The second and third paragraph of this press release as well as the Business Outlook section contain forward-looking statements for purposes of the safe harbor provisions of the Private Securities Litigation Reform Act of 1995, including statements regarding the pending transaction with Emerson. The forward-looking statements regarding the pending transaction with Emerson include: the expected timing of the transaction; the ability of the parties to complete the transaction considering the various closing conditions; the expected benefits of the transaction, such as improved synergies, growth potential, business plans, expanded portfolio, financial performance and strength; the position of the new AspenTech following completion of the transaction; and any assumptions underlying any of the foregoing. Forward-looking statements are based upon current plans, estimates and expectations that are subject to risks, uncertainties and assumptions. Should one or more of these risks or uncertainties materialize, or should underlying assumptions prove incorrect, actual results may vary materially from those indicated or anticipated by such forward-looking statements.

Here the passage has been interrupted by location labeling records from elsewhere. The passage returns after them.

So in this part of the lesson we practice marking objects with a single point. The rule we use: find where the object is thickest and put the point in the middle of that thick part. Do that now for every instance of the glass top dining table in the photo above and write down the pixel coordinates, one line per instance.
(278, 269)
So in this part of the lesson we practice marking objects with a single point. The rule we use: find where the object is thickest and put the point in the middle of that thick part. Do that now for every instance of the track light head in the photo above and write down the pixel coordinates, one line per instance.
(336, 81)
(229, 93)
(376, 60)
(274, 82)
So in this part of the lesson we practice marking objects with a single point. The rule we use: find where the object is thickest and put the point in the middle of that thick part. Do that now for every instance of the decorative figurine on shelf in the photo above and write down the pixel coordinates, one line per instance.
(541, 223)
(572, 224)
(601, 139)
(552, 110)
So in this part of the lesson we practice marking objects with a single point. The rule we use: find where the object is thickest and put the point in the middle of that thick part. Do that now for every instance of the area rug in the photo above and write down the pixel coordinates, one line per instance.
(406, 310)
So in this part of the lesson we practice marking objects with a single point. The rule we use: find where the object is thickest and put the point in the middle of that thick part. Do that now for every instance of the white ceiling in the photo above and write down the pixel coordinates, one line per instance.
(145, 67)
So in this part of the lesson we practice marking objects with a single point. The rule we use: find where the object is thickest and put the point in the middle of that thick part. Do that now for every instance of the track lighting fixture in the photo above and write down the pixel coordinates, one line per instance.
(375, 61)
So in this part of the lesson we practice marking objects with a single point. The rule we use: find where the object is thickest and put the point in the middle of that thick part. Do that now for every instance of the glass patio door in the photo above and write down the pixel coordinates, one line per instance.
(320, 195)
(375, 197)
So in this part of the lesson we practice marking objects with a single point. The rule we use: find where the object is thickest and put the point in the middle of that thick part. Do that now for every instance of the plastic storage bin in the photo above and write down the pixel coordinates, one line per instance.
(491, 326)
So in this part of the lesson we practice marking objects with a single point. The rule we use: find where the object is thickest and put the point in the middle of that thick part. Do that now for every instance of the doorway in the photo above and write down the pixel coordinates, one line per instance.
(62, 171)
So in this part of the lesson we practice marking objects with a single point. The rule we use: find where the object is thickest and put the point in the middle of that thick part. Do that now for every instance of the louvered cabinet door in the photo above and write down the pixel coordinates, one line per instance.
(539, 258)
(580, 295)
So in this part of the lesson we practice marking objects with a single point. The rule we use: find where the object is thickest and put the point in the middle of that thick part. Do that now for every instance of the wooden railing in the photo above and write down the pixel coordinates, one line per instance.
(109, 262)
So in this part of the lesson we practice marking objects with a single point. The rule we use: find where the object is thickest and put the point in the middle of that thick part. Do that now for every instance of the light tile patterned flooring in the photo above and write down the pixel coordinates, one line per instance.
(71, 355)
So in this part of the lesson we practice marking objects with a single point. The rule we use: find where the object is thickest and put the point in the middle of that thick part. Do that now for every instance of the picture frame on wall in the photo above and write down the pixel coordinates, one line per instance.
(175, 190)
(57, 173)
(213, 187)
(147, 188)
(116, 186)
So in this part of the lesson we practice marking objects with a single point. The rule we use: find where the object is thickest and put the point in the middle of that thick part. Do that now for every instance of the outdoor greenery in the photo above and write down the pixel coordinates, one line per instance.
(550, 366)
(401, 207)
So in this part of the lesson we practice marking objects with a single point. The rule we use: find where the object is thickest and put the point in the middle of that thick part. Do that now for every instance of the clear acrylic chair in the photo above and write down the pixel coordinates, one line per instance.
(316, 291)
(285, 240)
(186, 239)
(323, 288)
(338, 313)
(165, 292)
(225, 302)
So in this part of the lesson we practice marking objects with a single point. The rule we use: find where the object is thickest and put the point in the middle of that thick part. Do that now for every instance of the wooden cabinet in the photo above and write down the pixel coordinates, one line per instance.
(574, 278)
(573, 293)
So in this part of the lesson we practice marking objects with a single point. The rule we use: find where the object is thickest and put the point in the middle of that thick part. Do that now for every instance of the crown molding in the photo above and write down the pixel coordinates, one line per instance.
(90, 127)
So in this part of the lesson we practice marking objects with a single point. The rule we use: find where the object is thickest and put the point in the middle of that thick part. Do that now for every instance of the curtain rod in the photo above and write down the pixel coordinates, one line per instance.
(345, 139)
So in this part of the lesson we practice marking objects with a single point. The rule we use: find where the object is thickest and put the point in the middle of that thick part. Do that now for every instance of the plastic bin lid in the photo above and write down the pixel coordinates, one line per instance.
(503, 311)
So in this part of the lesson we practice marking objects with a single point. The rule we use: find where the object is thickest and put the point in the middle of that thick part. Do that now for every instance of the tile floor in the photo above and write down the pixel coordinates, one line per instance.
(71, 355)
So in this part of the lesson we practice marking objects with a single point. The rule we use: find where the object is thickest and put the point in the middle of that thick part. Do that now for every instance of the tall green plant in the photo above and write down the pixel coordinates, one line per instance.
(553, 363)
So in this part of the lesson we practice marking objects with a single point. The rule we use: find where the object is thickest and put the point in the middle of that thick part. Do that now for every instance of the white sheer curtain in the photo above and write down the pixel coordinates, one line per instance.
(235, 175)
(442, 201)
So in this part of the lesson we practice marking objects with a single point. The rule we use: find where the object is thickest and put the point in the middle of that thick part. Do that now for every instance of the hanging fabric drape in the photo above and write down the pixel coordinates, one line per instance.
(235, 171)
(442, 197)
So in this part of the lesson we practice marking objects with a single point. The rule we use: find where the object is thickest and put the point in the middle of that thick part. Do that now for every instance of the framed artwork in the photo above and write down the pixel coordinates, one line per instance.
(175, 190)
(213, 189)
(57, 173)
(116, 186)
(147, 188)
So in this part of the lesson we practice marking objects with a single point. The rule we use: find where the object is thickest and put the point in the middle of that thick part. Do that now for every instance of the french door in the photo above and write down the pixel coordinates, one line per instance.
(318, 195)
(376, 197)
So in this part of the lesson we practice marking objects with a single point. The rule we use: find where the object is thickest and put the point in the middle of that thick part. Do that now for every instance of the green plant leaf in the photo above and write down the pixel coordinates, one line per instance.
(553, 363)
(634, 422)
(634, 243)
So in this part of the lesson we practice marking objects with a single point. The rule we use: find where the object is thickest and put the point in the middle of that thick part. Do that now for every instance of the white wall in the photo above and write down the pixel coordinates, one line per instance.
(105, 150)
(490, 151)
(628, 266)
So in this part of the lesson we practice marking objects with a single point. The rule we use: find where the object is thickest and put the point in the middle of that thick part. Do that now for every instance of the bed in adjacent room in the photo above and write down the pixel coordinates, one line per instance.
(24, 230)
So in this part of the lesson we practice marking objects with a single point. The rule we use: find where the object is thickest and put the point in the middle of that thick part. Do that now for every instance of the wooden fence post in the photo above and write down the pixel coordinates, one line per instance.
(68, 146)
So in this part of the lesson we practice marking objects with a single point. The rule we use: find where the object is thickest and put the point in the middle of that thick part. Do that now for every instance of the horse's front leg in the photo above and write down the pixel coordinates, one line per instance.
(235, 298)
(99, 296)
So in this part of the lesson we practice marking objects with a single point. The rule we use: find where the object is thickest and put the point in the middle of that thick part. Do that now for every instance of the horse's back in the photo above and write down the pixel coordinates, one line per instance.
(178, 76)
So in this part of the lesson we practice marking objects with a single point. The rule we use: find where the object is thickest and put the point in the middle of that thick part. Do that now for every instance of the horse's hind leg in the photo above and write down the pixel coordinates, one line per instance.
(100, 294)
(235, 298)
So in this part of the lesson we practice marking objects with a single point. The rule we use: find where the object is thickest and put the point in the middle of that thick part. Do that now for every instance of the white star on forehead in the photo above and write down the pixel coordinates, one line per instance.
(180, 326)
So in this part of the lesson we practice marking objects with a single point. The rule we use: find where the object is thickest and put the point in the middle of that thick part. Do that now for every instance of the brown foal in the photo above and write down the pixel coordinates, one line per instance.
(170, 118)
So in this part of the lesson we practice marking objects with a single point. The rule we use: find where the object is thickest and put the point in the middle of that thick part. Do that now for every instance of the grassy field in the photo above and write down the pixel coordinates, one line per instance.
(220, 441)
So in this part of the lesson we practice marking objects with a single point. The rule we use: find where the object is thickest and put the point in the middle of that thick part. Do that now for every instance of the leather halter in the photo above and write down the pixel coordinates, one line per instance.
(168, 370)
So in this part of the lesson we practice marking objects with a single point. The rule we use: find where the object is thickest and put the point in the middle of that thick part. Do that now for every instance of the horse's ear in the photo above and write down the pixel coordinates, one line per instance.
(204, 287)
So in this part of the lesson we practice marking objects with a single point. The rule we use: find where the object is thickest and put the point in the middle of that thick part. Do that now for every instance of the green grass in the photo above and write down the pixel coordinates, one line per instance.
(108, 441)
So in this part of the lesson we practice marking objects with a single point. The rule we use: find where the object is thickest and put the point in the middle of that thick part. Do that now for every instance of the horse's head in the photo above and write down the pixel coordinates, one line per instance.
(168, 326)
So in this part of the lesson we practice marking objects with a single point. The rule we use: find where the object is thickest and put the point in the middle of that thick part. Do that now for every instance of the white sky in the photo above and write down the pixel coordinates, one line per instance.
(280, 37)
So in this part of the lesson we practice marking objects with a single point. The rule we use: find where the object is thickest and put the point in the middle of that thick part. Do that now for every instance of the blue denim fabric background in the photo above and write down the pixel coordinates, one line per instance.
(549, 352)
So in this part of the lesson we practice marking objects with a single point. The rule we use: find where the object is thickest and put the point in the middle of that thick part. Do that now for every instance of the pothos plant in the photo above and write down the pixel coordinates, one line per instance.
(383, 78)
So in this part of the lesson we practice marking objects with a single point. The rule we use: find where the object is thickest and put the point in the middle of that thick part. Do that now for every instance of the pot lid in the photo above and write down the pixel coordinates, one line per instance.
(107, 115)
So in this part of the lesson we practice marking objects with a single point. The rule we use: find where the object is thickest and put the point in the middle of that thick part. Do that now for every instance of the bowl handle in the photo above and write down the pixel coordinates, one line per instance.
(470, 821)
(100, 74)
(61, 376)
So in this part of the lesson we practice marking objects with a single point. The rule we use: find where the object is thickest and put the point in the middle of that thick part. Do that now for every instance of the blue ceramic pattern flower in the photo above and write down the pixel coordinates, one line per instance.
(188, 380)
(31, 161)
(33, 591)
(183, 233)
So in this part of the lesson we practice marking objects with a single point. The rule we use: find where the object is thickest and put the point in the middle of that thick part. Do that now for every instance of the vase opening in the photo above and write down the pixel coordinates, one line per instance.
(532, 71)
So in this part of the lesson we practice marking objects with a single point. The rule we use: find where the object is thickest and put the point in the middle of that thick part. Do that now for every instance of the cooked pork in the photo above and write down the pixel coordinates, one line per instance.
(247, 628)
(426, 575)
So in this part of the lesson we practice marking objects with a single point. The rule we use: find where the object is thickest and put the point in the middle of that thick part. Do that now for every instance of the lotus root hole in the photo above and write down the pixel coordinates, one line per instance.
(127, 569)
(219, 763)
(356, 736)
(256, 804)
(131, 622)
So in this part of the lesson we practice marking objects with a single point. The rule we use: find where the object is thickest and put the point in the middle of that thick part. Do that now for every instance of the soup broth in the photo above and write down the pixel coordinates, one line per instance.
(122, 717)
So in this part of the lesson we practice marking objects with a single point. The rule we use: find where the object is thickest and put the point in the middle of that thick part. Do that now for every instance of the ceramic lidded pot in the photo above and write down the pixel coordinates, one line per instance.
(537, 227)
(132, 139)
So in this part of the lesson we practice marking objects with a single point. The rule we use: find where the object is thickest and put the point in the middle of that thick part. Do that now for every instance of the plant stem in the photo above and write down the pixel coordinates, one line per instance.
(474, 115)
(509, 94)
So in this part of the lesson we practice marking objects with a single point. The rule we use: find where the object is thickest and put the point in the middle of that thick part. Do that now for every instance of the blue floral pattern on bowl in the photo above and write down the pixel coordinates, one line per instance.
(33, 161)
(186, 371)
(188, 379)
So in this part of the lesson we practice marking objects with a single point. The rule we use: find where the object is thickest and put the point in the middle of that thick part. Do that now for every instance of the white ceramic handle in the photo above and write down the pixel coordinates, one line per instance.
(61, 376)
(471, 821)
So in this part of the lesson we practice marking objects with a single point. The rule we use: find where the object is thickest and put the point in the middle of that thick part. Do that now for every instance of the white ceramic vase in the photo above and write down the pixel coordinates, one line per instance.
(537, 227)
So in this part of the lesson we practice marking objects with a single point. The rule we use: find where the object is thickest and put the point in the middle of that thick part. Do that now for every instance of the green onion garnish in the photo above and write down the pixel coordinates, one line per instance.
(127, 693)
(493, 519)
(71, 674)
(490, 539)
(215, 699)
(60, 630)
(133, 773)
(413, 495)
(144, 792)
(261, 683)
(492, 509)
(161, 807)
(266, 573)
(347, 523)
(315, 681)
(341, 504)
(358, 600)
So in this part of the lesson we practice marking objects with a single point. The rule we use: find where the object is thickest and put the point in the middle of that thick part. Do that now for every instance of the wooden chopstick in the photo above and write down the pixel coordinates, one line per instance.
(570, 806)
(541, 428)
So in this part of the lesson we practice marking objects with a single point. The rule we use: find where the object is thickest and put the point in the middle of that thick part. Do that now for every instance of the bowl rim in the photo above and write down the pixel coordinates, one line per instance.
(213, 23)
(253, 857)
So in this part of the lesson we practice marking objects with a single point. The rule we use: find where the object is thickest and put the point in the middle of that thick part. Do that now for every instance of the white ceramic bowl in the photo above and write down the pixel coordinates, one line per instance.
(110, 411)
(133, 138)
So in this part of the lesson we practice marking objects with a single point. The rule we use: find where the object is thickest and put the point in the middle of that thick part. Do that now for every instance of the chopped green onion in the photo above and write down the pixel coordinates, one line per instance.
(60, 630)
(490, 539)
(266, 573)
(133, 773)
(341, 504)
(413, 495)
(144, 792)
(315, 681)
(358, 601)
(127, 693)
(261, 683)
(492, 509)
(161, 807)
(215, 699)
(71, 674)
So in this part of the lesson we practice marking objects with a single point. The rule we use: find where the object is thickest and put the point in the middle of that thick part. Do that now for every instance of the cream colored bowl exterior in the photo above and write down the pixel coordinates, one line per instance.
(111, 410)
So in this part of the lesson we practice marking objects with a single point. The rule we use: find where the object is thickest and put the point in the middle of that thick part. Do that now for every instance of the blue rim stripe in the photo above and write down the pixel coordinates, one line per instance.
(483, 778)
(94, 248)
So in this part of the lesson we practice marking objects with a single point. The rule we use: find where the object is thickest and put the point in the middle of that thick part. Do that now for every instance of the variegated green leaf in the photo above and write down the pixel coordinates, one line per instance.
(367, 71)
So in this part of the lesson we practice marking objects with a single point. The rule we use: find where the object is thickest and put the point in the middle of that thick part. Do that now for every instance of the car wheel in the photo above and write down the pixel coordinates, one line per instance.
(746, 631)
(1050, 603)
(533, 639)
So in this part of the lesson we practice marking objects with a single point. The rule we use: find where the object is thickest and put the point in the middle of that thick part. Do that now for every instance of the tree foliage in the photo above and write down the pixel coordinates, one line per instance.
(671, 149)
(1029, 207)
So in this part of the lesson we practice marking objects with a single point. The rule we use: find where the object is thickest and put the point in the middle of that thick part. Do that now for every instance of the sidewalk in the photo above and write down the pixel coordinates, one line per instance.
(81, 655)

We can give no assurance that such plans, estimates or expectations will be achieved and therefore, actual results may differ materially from any plans, estimates or expectations in such forward-looking statements.

Actual results may vary significantly from AspenTech’s expectations based on a number of risks and uncertainties, including, without limitation: delays or reductions in demand for AspenTech solutions due to the COVID-19 pandemic; AspenTech’s failure to increase usage and product adoption of aspenONE offerings or grow the aspenONE APM business, and failure to continue to provide innovative, market-leading solutions; declines in the demand for, or usage of, aspenONE software for any reason, including declines due to adverse changes in the process or other capital-intensive industries and materially reduced industry spending budgets due to the drop in demand for oil due to the COVID-19 pandemic; unfavorable economic and market conditions or a lessening demand in the market for asset process optimization software, including materially reduced industry spending budgets due to the significant drop in oil prices arising from drop in demand due to the COVID-19 pandemic; risks of foreign operations or transacting business with customers outside the United States; risks of competition; and other risk factors described from time to time in AspenTech’s periodic reports filed with the Securities and Exchange Commission.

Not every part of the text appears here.